Conformal prediction has been a popular distribution-free framework for uncertainty quantification. In this paper, we present a novel conformal prediction method for time-series, which we call Kernel-based Optimally Weighted Conformal Prediction Intervals (KOWCPI). Specifically, KOWCPI adapts the classic Reweighted Nadaraya-Watson (RNW) estimator for quantile regression on dependent data and learns optimal data-adaptive weights. Theoretically, we tackle the challenge of establishing a conditional coverage guarantee for non-exchangeable data under strong mixing conditions on the non-conformity scores.
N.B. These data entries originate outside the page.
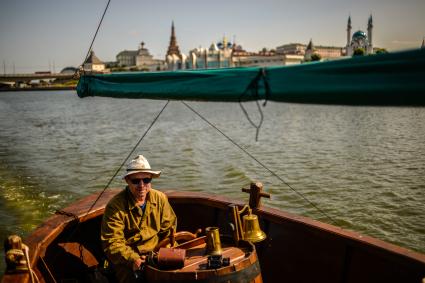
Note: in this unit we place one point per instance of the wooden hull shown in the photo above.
(297, 249)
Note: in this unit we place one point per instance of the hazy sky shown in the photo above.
(36, 35)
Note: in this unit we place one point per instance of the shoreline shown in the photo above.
(38, 88)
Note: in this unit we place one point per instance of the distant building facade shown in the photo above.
(217, 56)
(174, 59)
(140, 59)
(93, 64)
(326, 52)
(359, 39)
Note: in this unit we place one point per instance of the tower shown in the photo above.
(348, 48)
(173, 48)
(349, 31)
(309, 51)
(369, 35)
(173, 57)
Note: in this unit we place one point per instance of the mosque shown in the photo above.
(359, 39)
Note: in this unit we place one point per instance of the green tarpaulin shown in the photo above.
(394, 79)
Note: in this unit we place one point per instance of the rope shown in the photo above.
(97, 30)
(94, 37)
(128, 156)
(112, 178)
(259, 162)
(253, 88)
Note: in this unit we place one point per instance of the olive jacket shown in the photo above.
(127, 231)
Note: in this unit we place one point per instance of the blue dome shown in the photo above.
(359, 34)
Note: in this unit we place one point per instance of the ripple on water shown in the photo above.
(363, 166)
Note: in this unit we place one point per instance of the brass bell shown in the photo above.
(252, 230)
(213, 241)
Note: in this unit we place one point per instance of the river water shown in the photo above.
(362, 166)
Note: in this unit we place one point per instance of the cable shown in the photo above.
(116, 173)
(97, 30)
(259, 162)
(76, 74)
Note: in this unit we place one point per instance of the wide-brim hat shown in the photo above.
(140, 165)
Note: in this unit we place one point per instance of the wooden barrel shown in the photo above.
(244, 266)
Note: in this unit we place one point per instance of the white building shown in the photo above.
(93, 64)
(359, 39)
(140, 59)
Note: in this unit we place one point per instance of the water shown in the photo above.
(363, 166)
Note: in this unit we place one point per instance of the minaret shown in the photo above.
(173, 48)
(369, 34)
(348, 51)
(309, 51)
(349, 31)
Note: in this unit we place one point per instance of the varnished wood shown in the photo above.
(255, 194)
(294, 245)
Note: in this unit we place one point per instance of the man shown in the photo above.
(135, 220)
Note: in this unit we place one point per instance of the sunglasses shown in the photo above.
(137, 181)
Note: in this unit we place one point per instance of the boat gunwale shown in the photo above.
(277, 216)
(47, 232)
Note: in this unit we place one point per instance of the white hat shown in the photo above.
(140, 164)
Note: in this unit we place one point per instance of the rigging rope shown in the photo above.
(97, 30)
(94, 37)
(259, 162)
(115, 174)
(127, 157)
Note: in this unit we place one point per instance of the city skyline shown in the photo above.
(46, 34)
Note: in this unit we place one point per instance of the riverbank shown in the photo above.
(38, 88)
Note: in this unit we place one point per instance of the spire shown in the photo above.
(349, 31)
(173, 48)
(310, 45)
(369, 33)
(370, 22)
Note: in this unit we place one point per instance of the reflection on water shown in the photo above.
(363, 166)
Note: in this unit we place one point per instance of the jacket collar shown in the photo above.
(132, 202)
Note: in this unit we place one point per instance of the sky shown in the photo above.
(48, 35)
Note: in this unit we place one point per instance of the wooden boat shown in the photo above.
(297, 249)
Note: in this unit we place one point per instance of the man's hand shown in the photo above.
(139, 262)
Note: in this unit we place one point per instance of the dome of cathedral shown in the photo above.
(359, 34)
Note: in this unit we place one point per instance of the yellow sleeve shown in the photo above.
(168, 220)
(112, 236)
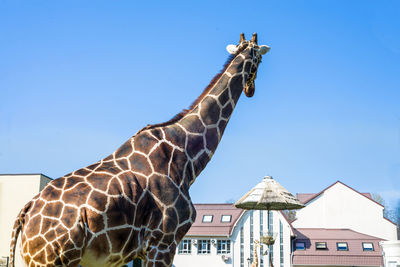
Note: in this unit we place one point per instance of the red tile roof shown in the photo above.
(216, 227)
(355, 256)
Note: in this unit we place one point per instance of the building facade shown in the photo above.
(15, 191)
(223, 235)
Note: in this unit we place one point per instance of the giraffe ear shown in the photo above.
(263, 49)
(232, 49)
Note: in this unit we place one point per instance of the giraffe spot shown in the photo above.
(47, 224)
(71, 181)
(175, 135)
(163, 188)
(201, 163)
(95, 221)
(160, 158)
(98, 200)
(118, 238)
(123, 164)
(212, 139)
(37, 206)
(125, 150)
(183, 208)
(100, 247)
(140, 164)
(33, 226)
(120, 212)
(227, 111)
(210, 111)
(49, 193)
(69, 216)
(236, 87)
(143, 142)
(224, 97)
(170, 221)
(176, 169)
(58, 183)
(82, 172)
(192, 124)
(195, 145)
(77, 195)
(220, 85)
(99, 180)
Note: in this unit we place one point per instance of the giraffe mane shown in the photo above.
(180, 115)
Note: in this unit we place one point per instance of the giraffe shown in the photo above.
(135, 203)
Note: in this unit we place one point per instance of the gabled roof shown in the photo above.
(216, 227)
(307, 197)
(354, 256)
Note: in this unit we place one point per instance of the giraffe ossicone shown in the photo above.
(135, 203)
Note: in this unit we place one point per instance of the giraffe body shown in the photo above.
(135, 202)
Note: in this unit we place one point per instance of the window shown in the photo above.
(223, 246)
(300, 246)
(368, 246)
(226, 218)
(342, 246)
(203, 246)
(320, 245)
(185, 247)
(207, 218)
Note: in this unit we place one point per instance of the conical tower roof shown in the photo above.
(268, 195)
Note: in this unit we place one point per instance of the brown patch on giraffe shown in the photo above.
(195, 145)
(170, 220)
(236, 86)
(53, 209)
(227, 111)
(163, 188)
(125, 150)
(160, 158)
(212, 139)
(201, 163)
(193, 124)
(100, 247)
(50, 193)
(144, 142)
(78, 194)
(71, 181)
(118, 238)
(175, 135)
(98, 200)
(140, 164)
(69, 216)
(209, 111)
(99, 180)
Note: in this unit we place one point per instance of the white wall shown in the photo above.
(213, 259)
(341, 207)
(15, 192)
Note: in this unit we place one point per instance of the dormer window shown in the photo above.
(320, 245)
(226, 218)
(368, 246)
(207, 218)
(342, 246)
(300, 246)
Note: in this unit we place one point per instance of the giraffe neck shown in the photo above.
(200, 130)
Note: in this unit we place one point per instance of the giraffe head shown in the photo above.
(254, 51)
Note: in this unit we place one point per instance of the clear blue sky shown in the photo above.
(78, 78)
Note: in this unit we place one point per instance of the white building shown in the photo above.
(340, 206)
(15, 191)
(223, 235)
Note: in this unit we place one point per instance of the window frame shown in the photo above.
(337, 246)
(200, 244)
(181, 248)
(206, 216)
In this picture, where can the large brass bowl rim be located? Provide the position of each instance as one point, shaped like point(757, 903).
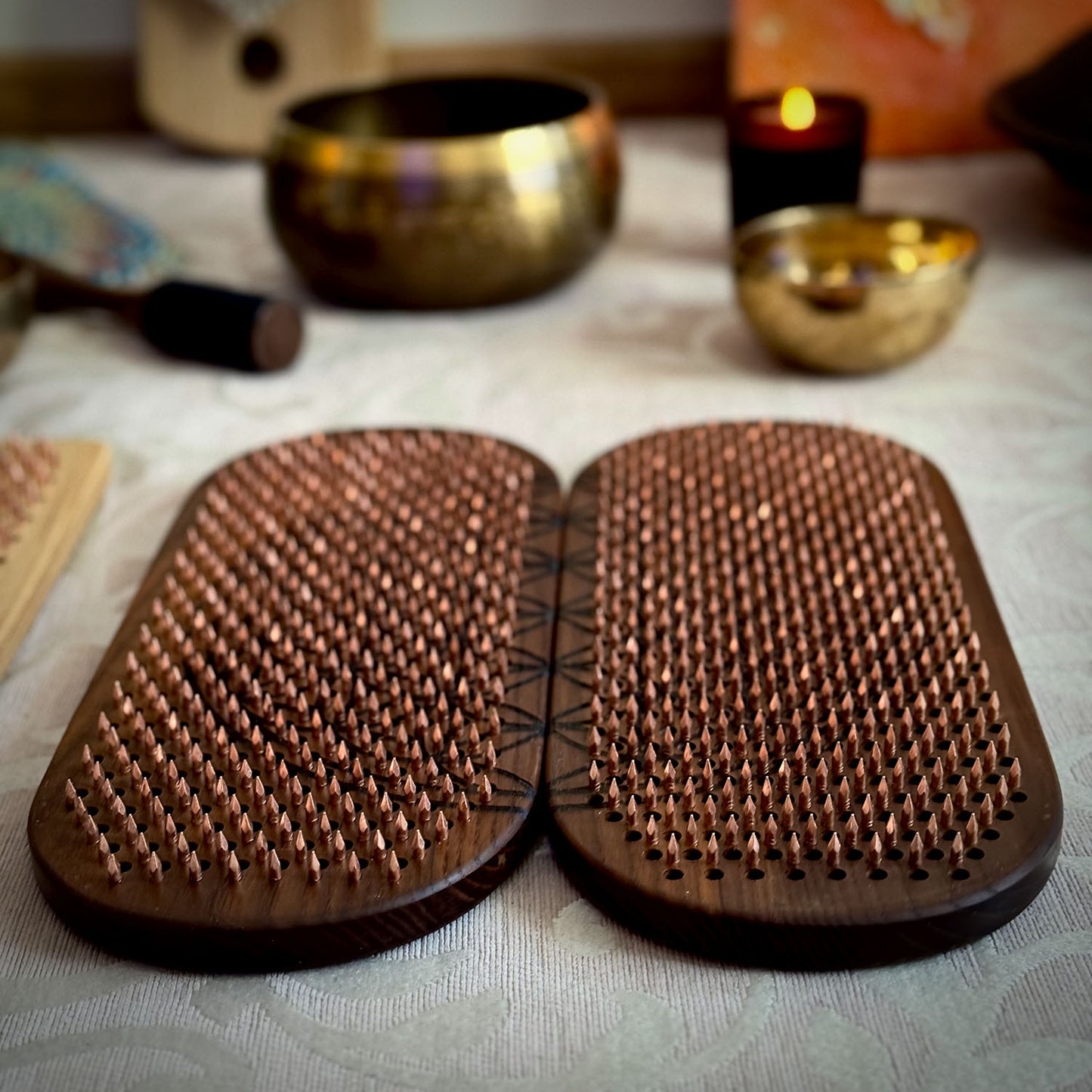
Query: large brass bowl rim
point(785, 221)
point(515, 147)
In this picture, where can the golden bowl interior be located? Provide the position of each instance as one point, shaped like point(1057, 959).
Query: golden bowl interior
point(837, 289)
point(843, 247)
point(444, 193)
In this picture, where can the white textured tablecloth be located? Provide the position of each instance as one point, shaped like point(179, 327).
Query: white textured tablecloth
point(534, 988)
We demonstrate the superior performance of KOWCPI on real time-series against state-of-the-art methods, where KOWCPI achieves narrower confidence intervals without losing coverage.

翻译：共形预测已成为一种流行的无分布不确定性量化框架。本文提出了一种针对时间序列的新型共形预测方法，称为基于核的最优加权共形预测区间（KOWCPI）。具体而言，KOWCPI采用经典的重加权Nadaraya-Watson（RNW）估计器对相依数据进行分位数回归，并学习最优的数据自适应权重。在理论上，我们解决了在非共形分数满足强混合条件下为非可交换数据建立条件覆盖保证的挑战。我们在真实时间序列数据上展示了KOWCPI相对于现有先进方法的优越性能，其中KOWCPI在保持覆盖范围的同时实现了更窄的置信区间。